The leader of the nation’s largest sheriff’s department said Wednesday that federal officials should restore the flow of surplus military equipment to local law enforcement agencies to ensure officers aren’t put in danger when responding to active shooter calls and terrorist attacks.
Los Angeles County Sheriff Jim McDonnell told members of the House Judiciary Committee that it was critical for the federal government to reconsider the curtailment of a program that provided military-style equipment, including military grenade launchers, bayonets, armored vehicles and high-powered firearms and ammunition, to state and local police departments.
“What we’re trying to be able to do is to avail ourselves to the tools necessary to be able to put between our deputies and the danger — an active shooter, an explosion, those kinds of things,” McDonnell told The Associated Press Wednesday.

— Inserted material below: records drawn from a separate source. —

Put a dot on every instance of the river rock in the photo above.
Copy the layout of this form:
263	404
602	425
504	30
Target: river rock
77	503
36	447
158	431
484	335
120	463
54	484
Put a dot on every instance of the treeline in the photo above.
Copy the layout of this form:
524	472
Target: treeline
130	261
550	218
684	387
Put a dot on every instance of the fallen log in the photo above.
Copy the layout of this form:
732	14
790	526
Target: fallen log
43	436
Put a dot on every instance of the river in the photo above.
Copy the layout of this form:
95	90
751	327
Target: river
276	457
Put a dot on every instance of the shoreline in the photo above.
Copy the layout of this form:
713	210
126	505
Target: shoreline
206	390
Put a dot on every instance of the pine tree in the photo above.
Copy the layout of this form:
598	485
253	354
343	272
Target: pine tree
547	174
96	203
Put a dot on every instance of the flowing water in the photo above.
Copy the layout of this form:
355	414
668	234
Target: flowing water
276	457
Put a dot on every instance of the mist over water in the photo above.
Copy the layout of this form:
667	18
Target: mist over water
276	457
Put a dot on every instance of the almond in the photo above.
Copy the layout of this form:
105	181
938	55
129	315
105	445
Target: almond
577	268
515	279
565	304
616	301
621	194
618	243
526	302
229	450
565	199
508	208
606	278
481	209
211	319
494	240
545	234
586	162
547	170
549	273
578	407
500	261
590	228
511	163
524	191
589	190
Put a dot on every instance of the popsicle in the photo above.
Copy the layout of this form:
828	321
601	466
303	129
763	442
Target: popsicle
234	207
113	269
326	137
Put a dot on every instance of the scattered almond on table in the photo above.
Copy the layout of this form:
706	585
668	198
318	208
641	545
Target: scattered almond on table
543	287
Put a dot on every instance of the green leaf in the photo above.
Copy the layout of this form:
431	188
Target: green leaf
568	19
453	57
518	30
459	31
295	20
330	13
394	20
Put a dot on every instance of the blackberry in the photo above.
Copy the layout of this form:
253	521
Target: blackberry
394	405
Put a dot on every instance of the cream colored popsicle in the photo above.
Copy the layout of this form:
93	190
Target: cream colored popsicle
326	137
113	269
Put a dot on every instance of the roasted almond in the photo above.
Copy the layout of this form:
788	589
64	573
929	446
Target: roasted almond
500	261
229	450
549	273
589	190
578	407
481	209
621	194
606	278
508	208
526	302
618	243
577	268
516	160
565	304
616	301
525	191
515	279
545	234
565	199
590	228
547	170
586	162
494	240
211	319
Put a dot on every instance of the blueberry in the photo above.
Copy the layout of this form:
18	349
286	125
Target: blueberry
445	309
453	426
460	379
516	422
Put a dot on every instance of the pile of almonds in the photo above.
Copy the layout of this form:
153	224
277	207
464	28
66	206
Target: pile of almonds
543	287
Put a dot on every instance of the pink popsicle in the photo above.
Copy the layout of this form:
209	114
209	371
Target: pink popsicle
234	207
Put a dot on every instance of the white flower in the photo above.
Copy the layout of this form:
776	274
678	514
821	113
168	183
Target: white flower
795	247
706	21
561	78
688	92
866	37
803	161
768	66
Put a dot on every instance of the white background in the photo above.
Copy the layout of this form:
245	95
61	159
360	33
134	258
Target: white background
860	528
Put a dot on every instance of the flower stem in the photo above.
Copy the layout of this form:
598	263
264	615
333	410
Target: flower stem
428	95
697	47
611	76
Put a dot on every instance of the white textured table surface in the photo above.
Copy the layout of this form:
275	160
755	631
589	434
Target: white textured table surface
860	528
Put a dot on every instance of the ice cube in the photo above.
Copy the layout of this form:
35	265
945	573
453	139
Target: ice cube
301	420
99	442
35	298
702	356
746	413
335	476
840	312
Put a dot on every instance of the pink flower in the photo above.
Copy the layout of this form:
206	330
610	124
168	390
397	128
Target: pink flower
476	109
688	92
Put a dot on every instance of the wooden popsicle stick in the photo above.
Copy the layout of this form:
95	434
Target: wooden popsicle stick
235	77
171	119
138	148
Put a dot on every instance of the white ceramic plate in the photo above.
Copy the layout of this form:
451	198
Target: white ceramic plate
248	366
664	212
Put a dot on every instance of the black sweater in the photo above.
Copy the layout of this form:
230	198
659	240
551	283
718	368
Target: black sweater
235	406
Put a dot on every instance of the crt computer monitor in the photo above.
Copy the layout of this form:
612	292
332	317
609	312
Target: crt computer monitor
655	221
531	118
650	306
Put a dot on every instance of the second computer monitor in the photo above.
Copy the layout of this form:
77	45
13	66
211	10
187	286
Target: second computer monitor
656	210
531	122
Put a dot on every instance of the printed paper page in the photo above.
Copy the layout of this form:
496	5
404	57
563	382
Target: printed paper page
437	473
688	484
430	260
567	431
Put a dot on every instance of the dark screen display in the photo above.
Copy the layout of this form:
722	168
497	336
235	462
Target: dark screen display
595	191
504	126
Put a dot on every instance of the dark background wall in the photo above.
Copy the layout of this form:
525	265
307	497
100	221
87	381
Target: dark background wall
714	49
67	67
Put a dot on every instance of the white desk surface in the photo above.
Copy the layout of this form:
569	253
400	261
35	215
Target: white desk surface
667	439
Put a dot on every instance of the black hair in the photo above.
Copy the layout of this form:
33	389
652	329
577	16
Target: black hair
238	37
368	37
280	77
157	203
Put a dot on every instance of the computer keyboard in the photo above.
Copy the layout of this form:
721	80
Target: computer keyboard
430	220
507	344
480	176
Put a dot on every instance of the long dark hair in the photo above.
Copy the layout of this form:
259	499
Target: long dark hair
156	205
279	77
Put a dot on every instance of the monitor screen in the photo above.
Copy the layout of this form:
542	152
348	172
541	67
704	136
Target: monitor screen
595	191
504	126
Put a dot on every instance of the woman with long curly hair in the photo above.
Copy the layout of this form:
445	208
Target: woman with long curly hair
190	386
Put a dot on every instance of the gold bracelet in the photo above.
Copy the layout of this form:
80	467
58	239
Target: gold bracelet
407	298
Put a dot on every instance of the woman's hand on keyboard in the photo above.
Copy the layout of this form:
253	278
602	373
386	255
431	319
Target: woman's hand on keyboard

Then-president Barack Obama issued an executive order in 2015 that curtailed the 1033 program, restricting access to some surplus equipment after an outcry over the use of military gear when police confronted protesters in Ferguson, Missouri after the shooting death of 18-year-old Michael Brown. Police responded in riot gear and deployed tear gas, dogs and armored vehicles. At times they also pointed assault rifles at protesters.
Since the executive order was put into place, the Defense Logistics Agency recalled hundreds of pieces of surplus equipment provided to police agencies through the 1033 program.